C'est décidément à Haïti, que la poésie se transforme le mieux en roman et que de la plus cruauté du sort naît la plus grand beauté, on en a un nouvel et merveilleux exemple avec ce premier roman de Jean d'Amérique.
Quand une femme d'une rare finesse vous propose de partager ses questionnements plutôt que ses réponses, qu'elle vous ouvre ce faisant la voie d'une consolation raisonnable, qu'elle vous fait entrevoir ce qu'il y a de plus riche et de plus beau dans sa culture et ses amitiés, la lecture, alors, est décidément un immense bonheur.

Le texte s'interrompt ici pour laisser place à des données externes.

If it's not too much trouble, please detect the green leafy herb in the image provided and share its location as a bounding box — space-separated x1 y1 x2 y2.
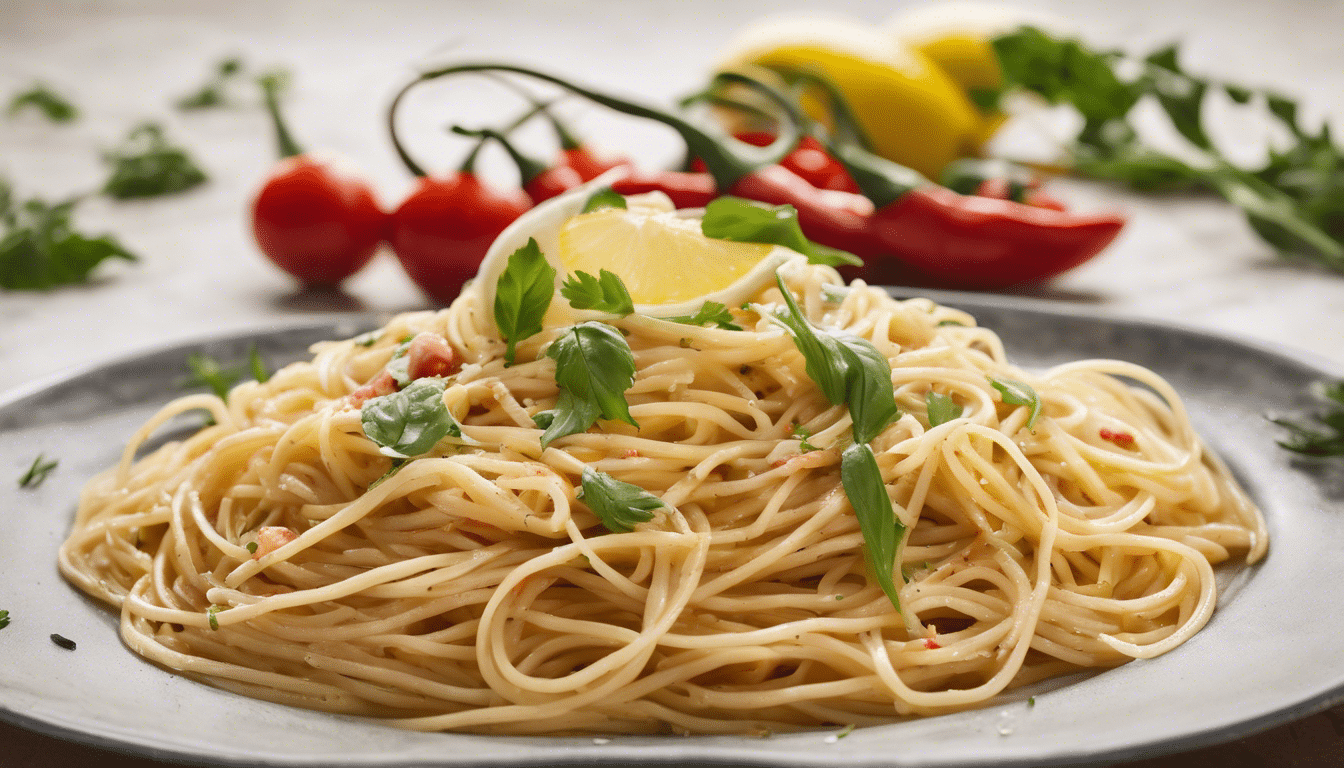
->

En ce moment, pour visiter Manhattan, une seule solution, passez par Arles et déambulez avec Ray à travers sa ville et sa vie dans ce lumineux roman "made in Arles" mais absolument dépaysant !
Extrait :
"Les couleurs se contaminent sans cesse et échangent leurs déterminations, se compensent, s'intensifient, s'harmonisent, se neutralisent. De cet affrontement naît une danse. ce que nous percevons n'est jamais une couleur (...) c'est un jeu de couleurs qui devance et guide notre œil et dans lequel les échos et les contrastes alternent sur fond de coexistence belliqueuse ou apaisée. "
Le destin de deux frères, Franky le poète, l’intellectuelle, le rêveur. Tony, le terre-à-terre, le réaliste, le pragmatique. Deux frères unie par le sang, la misère, les galères. Et Antoine des Gommiers ? Qui est cet homme : une légende ? Un devin ? Un charlatan ?
Un roman qui prône la nécessité de (ré)enchanter le monde, l’importance du rêve, du conte, du mythe : qui savent parler et vivre à travers chacun, qui créent une histoire commune à tous. La plume de Lyonel Trouillot est absolument unique et incroyable, ces mots nous enchantent, nous heurtent, nous interrogent
Un petit coup de cœur ne rend en rien la richesse de ce roman, je peux essayer de mieux vous en parler et tenter de vous convaincre : lisez Trouillot !
Un sujet peu attrayant de premier abord : le burn-out. Mais Gaëlle Josse l'aborde sans pathos, avec délicatesse. Un roman qui touche, qui interroge, qui repositionne. Grand coup de cœur !
Attention : roman noir, très très noir. Mais touchant, prenant, lu en une journée, finalement plein d'un espoir en l'humanité. Une lecture qui reste, qui vous habite longtemps !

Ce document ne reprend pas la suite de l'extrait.